Но утром следующего дня и Аттила увёл свои войска от Каталаунских полей, хотя целый день, сидя за повозками в своём лагере, он как бы демонстрировал силу: бряцал оружием, трубил в рога, угрожал набегом; «он был подобен льву, прижатому охотничьими копьями к пещере и мечущемуся у входа в неё: уже не смея подняться на задние лапы, он всё-таки не перестаёт ужасать окрестности своим рёвом».

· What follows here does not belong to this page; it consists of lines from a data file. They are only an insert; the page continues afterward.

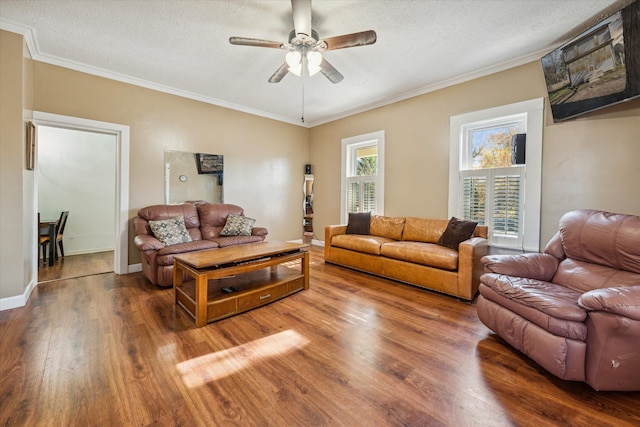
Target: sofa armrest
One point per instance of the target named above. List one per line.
(470, 252)
(259, 231)
(333, 230)
(624, 301)
(146, 242)
(531, 265)
(329, 232)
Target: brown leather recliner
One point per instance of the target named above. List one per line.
(574, 309)
(203, 221)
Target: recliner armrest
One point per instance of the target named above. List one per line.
(259, 231)
(531, 265)
(146, 242)
(624, 301)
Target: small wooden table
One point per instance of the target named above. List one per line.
(255, 273)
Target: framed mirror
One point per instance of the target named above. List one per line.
(193, 176)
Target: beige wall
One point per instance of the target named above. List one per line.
(264, 159)
(16, 193)
(589, 162)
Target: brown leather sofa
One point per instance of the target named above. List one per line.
(204, 222)
(574, 309)
(406, 249)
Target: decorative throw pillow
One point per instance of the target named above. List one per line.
(170, 231)
(457, 231)
(359, 223)
(237, 225)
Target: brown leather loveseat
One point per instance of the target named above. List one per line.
(408, 250)
(574, 309)
(204, 223)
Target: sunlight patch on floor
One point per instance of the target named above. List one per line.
(211, 367)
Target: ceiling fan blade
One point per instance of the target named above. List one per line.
(301, 16)
(279, 74)
(243, 41)
(330, 72)
(350, 40)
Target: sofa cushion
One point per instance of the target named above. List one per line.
(555, 300)
(170, 231)
(385, 226)
(603, 238)
(157, 212)
(359, 223)
(423, 230)
(361, 243)
(237, 225)
(584, 276)
(428, 254)
(573, 329)
(457, 231)
(213, 217)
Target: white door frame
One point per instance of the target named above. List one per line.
(121, 132)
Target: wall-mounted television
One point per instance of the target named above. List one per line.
(210, 163)
(599, 68)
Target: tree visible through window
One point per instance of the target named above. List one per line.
(491, 187)
(491, 148)
(363, 178)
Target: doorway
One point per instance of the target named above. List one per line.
(117, 144)
(76, 172)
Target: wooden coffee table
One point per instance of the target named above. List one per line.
(255, 273)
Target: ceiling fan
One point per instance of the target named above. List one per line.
(304, 56)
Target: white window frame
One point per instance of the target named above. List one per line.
(533, 112)
(348, 147)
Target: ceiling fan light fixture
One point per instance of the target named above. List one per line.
(294, 61)
(313, 62)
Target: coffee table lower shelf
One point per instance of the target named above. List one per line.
(257, 274)
(257, 288)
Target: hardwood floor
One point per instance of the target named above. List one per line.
(76, 266)
(353, 350)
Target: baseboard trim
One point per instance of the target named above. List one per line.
(18, 300)
(134, 268)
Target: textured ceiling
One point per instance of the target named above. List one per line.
(182, 47)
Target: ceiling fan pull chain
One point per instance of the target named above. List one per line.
(302, 118)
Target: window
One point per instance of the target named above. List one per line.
(483, 183)
(362, 175)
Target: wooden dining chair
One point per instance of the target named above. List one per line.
(46, 240)
(44, 236)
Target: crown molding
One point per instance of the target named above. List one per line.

Но, увидев, что вестготы, с песнопениями и рыданиями оплакав своего погибшего короля и выбрав нового — Торисмунда, ушли тоже, Аттила снова воздвиг свой лагерь, предполагая некую хитрость со стороны врагов. Но дух великого правителя гуннов уже обретал прежнюю уверенность, и на хитрость Аттила уже готов был ответить хитростью... А ведь раньше, уверовав, что противник прорвёт оборону и наступит вероятность того, что его захотят захватить живым, Аттила приказал из конских седел соорудить костёр, чтобы войти в него и сгореть...

О своих величественных похоронах в трёх гробах он уже и не думал — главное, не попасть в руки врага, а если случится такое, то этот страшный позор падёт на головы и его сыновей, и они не смогут далее управлять своим народом. А гунны как великие племена ещё должны существовать, и многие народы ещё падут перед ними на колени.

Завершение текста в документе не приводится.